I am developing my first ever site that needs multilingual support so I've been researching how to get PHP/MySQL/Apache & browser to cooperate. So far so good.
I've even got it so that it works against all checks I throw at it (from db, to db, php file encoding, apache adddefaultcharset, pdo connection string, php mb string functions, ini settings for different php versions, etc etc etc).
I had to add accept-charset="utf-8"
to POST forms, though. Though all browsers I tested did in fact match the charset of the page supplied, they also provide a tool for a user to manually select the character set. While this is terrible for someone like me just learning i18n using utf8, I'm happy to report that every browser I've tried has respected my accept-charset request.

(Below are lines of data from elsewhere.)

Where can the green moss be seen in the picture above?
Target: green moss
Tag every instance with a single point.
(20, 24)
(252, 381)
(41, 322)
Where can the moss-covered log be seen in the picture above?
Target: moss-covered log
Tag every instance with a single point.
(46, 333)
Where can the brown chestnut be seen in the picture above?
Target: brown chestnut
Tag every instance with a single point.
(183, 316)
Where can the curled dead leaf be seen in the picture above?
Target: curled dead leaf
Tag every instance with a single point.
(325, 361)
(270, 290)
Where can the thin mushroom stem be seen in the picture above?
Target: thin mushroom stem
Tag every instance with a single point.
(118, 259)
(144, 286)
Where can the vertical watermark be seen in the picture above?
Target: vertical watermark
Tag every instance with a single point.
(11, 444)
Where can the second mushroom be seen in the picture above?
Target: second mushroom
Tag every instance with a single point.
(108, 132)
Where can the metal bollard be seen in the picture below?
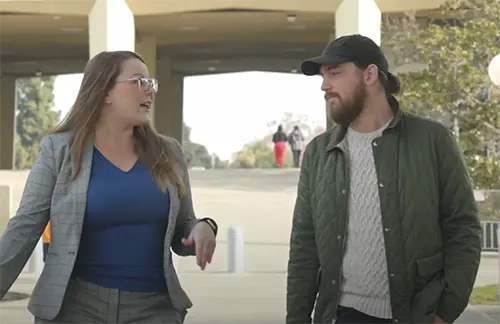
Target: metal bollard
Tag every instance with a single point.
(498, 242)
(175, 261)
(36, 264)
(236, 250)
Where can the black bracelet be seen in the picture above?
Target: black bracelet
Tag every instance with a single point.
(210, 223)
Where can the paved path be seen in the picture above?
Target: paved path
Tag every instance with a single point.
(261, 202)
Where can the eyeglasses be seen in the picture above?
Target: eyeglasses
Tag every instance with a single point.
(145, 84)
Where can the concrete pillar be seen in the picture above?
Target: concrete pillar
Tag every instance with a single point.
(111, 27)
(359, 17)
(146, 47)
(7, 121)
(168, 112)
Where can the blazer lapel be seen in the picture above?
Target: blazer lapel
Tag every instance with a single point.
(172, 216)
(81, 183)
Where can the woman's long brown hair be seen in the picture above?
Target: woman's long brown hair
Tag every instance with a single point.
(99, 78)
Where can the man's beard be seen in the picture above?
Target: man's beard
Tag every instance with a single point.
(345, 112)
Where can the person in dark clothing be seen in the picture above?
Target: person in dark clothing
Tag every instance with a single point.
(296, 139)
(279, 140)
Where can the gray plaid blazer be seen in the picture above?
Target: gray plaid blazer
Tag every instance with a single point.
(50, 194)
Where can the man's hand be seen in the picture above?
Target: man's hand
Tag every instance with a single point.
(203, 237)
(438, 320)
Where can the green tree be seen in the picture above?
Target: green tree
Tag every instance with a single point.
(197, 155)
(35, 115)
(453, 85)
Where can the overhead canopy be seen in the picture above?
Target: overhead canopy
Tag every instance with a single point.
(209, 36)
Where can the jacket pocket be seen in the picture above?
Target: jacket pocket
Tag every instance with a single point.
(430, 265)
(429, 288)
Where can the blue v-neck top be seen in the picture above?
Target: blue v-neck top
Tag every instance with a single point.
(123, 234)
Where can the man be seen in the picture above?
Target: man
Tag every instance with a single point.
(46, 238)
(296, 140)
(385, 226)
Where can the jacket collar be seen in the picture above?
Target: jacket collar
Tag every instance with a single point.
(337, 137)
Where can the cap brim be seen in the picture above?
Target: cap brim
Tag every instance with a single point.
(313, 65)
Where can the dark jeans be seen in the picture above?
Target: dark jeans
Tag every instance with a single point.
(296, 158)
(347, 315)
(45, 250)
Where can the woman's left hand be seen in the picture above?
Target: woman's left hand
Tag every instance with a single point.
(203, 238)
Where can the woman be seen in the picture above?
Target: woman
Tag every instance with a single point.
(118, 197)
(279, 140)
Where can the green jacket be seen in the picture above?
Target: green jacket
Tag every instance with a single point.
(429, 215)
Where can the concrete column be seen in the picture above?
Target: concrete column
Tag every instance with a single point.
(168, 112)
(146, 47)
(7, 121)
(111, 27)
(359, 17)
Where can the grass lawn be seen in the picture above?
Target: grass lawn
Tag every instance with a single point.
(486, 295)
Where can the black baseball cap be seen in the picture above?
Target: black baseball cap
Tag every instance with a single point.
(358, 49)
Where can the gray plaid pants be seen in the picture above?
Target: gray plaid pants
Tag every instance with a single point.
(87, 303)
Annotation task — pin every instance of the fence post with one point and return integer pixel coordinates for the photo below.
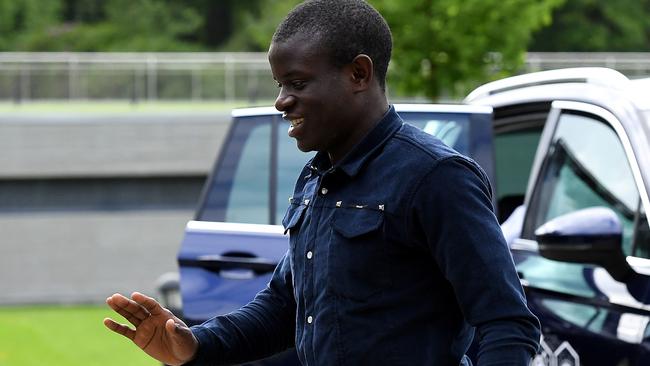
(73, 78)
(229, 77)
(152, 78)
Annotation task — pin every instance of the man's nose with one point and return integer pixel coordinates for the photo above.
(284, 101)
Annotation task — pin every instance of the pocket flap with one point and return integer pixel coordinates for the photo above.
(354, 222)
(292, 217)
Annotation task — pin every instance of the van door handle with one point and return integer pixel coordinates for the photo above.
(218, 263)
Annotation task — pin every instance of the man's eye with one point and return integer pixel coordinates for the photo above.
(298, 84)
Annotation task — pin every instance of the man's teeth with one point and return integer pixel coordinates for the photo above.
(297, 122)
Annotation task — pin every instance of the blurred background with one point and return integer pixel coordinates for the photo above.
(112, 112)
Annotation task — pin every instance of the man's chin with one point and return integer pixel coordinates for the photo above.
(304, 147)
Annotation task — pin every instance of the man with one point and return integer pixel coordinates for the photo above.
(395, 255)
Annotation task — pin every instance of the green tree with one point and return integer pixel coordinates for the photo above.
(441, 46)
(597, 25)
(19, 18)
(112, 25)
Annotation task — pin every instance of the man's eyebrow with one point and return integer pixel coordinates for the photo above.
(290, 74)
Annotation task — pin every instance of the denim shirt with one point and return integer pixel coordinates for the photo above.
(395, 258)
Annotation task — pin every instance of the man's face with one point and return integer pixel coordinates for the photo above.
(313, 95)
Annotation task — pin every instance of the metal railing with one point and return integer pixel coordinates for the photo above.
(199, 76)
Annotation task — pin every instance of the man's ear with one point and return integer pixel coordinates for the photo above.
(361, 73)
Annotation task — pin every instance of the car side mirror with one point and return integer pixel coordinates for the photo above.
(592, 235)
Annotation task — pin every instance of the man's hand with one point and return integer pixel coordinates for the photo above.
(157, 331)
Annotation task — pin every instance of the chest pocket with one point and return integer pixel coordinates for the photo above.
(293, 217)
(358, 261)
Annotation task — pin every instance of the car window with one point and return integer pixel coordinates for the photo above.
(239, 190)
(451, 128)
(514, 152)
(587, 167)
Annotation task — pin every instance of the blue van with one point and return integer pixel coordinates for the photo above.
(568, 152)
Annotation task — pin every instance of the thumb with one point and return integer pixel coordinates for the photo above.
(183, 342)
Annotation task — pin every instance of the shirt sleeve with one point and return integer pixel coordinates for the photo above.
(454, 212)
(263, 327)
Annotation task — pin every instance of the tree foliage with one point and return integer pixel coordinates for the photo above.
(441, 46)
(597, 25)
(451, 46)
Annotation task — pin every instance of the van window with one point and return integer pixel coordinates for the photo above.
(586, 172)
(239, 189)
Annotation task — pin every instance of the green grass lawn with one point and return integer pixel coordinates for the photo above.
(64, 336)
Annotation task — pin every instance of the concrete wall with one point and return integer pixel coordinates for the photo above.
(111, 144)
(84, 256)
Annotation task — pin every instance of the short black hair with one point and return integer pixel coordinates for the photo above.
(345, 28)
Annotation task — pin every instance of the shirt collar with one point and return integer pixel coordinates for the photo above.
(364, 150)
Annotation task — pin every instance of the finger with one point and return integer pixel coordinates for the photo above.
(184, 344)
(122, 305)
(151, 305)
(130, 317)
(119, 328)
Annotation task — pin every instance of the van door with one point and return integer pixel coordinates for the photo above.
(585, 160)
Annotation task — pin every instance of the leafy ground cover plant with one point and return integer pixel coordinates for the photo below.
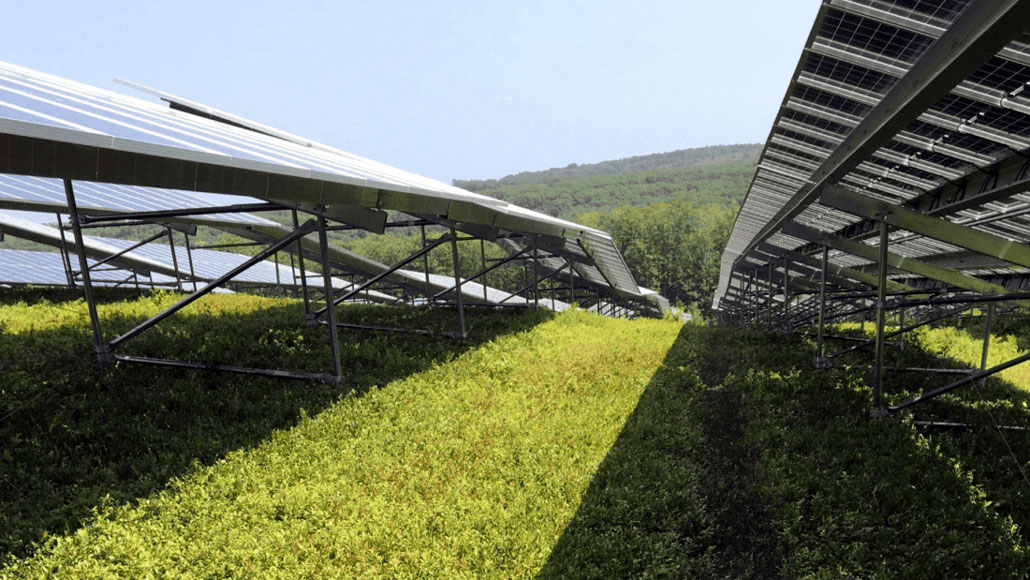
(855, 498)
(466, 463)
(73, 437)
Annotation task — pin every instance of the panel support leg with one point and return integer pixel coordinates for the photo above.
(175, 260)
(821, 361)
(304, 272)
(771, 305)
(102, 350)
(878, 366)
(193, 273)
(425, 269)
(65, 258)
(457, 286)
(987, 339)
(334, 338)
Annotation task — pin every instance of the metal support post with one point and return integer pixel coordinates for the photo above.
(878, 366)
(536, 273)
(175, 260)
(334, 339)
(482, 266)
(987, 339)
(102, 352)
(786, 296)
(771, 314)
(304, 273)
(572, 283)
(425, 268)
(278, 279)
(901, 326)
(457, 285)
(65, 259)
(821, 361)
(193, 274)
(752, 312)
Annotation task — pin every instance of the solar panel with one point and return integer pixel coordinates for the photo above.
(868, 61)
(47, 269)
(183, 150)
(43, 194)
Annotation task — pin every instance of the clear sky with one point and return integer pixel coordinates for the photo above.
(459, 89)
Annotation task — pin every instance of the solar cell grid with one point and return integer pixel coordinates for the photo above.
(865, 34)
(1001, 75)
(20, 190)
(940, 12)
(848, 73)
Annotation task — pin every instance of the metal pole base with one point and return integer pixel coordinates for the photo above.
(103, 355)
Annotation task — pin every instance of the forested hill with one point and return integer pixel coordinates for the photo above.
(712, 155)
(717, 174)
(722, 184)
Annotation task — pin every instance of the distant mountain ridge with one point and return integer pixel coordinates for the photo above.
(712, 155)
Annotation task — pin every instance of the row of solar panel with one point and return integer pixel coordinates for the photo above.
(91, 116)
(859, 52)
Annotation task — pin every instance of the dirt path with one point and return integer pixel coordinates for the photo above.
(745, 547)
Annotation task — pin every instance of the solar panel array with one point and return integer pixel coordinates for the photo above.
(47, 269)
(897, 110)
(58, 128)
(41, 194)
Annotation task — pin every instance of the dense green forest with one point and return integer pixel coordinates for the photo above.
(682, 159)
(719, 183)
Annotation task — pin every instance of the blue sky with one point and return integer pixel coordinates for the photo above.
(460, 89)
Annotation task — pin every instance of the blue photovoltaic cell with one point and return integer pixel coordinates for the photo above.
(209, 264)
(20, 190)
(43, 268)
(112, 121)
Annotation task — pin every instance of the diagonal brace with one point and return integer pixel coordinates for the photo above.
(262, 256)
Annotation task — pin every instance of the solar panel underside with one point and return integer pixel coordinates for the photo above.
(42, 194)
(40, 106)
(858, 56)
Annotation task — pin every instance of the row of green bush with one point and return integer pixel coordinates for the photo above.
(859, 498)
(461, 461)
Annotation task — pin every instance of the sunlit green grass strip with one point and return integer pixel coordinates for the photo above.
(469, 470)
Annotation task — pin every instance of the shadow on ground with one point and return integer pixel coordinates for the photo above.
(653, 508)
(979, 446)
(73, 437)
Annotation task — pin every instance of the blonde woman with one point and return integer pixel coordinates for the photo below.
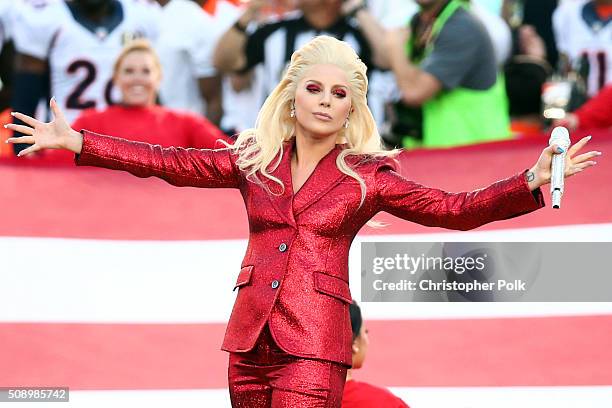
(311, 173)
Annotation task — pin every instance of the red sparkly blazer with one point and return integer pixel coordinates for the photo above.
(294, 275)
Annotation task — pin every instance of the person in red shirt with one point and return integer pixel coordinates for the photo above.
(137, 74)
(596, 113)
(359, 394)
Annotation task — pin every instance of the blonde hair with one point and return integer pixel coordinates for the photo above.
(137, 45)
(258, 147)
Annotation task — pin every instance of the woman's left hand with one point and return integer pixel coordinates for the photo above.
(540, 173)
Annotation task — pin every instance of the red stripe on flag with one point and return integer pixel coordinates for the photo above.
(93, 203)
(551, 351)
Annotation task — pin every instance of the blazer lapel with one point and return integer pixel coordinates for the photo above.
(282, 203)
(324, 177)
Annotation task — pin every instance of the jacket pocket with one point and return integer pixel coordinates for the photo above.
(244, 277)
(332, 286)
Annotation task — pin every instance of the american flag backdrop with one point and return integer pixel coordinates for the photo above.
(120, 288)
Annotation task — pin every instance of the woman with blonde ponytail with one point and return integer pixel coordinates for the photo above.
(311, 173)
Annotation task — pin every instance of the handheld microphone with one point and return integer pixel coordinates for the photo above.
(560, 137)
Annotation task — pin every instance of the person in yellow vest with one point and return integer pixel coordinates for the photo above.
(451, 91)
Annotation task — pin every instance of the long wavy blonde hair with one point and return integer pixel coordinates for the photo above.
(259, 147)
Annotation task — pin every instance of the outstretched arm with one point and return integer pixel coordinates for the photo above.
(514, 196)
(177, 166)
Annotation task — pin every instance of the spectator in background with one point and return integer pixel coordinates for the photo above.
(75, 43)
(187, 39)
(241, 95)
(584, 28)
(596, 113)
(536, 14)
(447, 74)
(498, 31)
(359, 394)
(137, 74)
(391, 14)
(526, 73)
(272, 43)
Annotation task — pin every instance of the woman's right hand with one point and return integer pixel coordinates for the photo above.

However, this made me think.. what if a particular browser DIDN'T? Then there's GET vars and cookie vars. What if another encoding got through somehow (better safe than sorry?)?
So, I have a question. :)
Would there be any reason to advise against a function like the following pseudo-code, for just in case purposes, and injecting it at the top of a global include?
//mb_detect_encoding detects the utf-8 with everything I try to throw at it, so it seems reliable //in pseudo-code, a recursive calling function like so... foreach (get, post, cookie AS superglobal) { foreach (superglobal AS key => value) { //if array, call self recursively, otherwise parse value if (mb_detect_encoding(value) != 'utf-8') { unset(superglobal[key]); } } }
This way, as a last resort, if some other encoding made it through somehow, this function would take the data out.
I don't see the harm as this function won't see much action resulting from the check. I could also attempt to utf8_encode()
before throwing it away in the event that something did make it through. Thoughts? Can any bad come from this? Am I being TOO paranoid?
I just want to be careful because I read character encoding attacks are possible.
EDIT: I guess I could array_map()
or array_walk_recursive()
or something else. The implementation doesn't matter; the idea is important.